Training was done on two NVIDIA GeForce RTX 3090 GPUs, each with 24 GB of memory.

python train_net.py \ --config-file configs/cityscapes/semantic-segmentation/swin/single_decoder_layer/maskformer2_swin_base_IN21k_384_bs16_90k_1dl.yaml \ --num-gpus 2 \ OUTPUT_DIR model_logs/swin_b_1dl/

We only changed two lines in the repository: first, we changed "IMS_PER_BATCH:" from 16 to 8 in the Base-Cityscapes-SemanticSegmentation.yaml due to hardware issues. Second, we commented out "#bdd100k=BDD100KSeg(hparams=bdd100k_config, mode='val', transforms=transform, image_size=(720, 1280))," in support.py. Evaluation was performed as follows:

python3 evaluate_ood.py --out_path results_test/ --models_folder ckpts --datasets_folder datasets --model_mode all --dataset_mode all --store_anomaly_scores

During evaluation, there is definitely no error. If you download the ckpt model (https://drive.google.com/file/d/13IJs_Kk1PMBVVxCN90HZZuuV1YcWZ0am/view?usp=sharing) from Github and evaluate it you get the same results as the paper. So something must have gone wrong during training. Do you think it's because I reduced the batch size from 16 to 8? Some Pictures of the Evaluation:

The first three pictures shows the results of the model downloaded from the repository:

image image image

These three pictures shows the results from the model we trained:

image image image

We can see that our model does not recognize all anomalies or mask them as well as the model downloaded from the repository.

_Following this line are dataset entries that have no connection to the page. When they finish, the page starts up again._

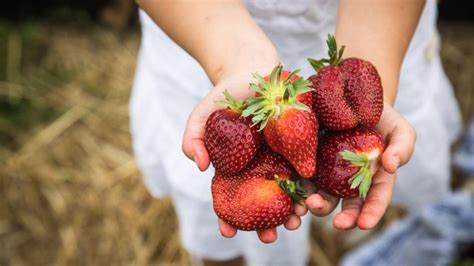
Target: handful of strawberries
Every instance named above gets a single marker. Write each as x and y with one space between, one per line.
320 129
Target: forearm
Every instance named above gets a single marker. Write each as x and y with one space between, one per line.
220 35
379 31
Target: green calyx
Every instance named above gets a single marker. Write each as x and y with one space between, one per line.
363 178
275 96
335 55
292 188
231 103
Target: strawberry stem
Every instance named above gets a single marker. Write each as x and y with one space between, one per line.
363 178
231 103
274 96
335 56
292 188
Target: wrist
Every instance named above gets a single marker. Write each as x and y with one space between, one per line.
245 62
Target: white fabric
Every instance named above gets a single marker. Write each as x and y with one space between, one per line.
169 83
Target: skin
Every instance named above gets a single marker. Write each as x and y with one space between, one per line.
216 34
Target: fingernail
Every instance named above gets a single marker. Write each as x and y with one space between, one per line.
396 161
196 158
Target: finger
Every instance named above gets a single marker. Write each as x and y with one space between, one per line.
193 142
226 229
346 219
401 143
267 236
300 208
321 203
377 200
293 223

Orange-rightperson commented 4 months ago

I met the same problem

IrammHamdard commented 4 months ago

"I tried training for over 90,000 iterations and also experimented with a smaller learning rate, but I didn't see any improvement in the results."

"I also attempted training with gradient accumulation, but it didn't lead to better results. The false positive rate at 95% recall (FPR95) is too high."

"Here are some results from training with gradient accumulation every second step and using a batch size of 8." image image image image

NazirNayal8 commented 4 months ago

Greetings @IrammHamdard,

Here are some notes regarding the training of the inlier model (without outlier supervision) that I hope can be helpful

First, we noticed high sensitivity to the batch size, If you you use 8 batch size with gradient accumulation to mimic 16, then try training for 180K iterations instead of 90k to have a similar effect to 16bs with 90k iterations.

Through some of our experiments, and other works that have utilized RbA, some models trained using inlier data only, despite having high mIoU on cityscapes, have demonstrated high FPR95 on either Road Anomaly (as in the case of the metrics you shared), or in FS LaF, which if you look at our MODEL ZOO, you can see that the model we trained with Swin-L achieves 71.79 FPR95 on FS LaF, which is quite high. The same model after applying our proposed outlier supervision drops the FPR95 to 4.58 as also shown in the MODEL ZOO. The conclusion is that the inlier model trained only on cityscapes is not very reliable for OoD segmentation as it can show this high variance behavior with respect to some metrics. However, the reliable and safe way to obtain good OoD performance is by applying the outlier supervision step which guarantees a more stable performance and was shown by many experiments that it performs well.

I hope this helps and if you have any further questions we would be glad to communicate and help.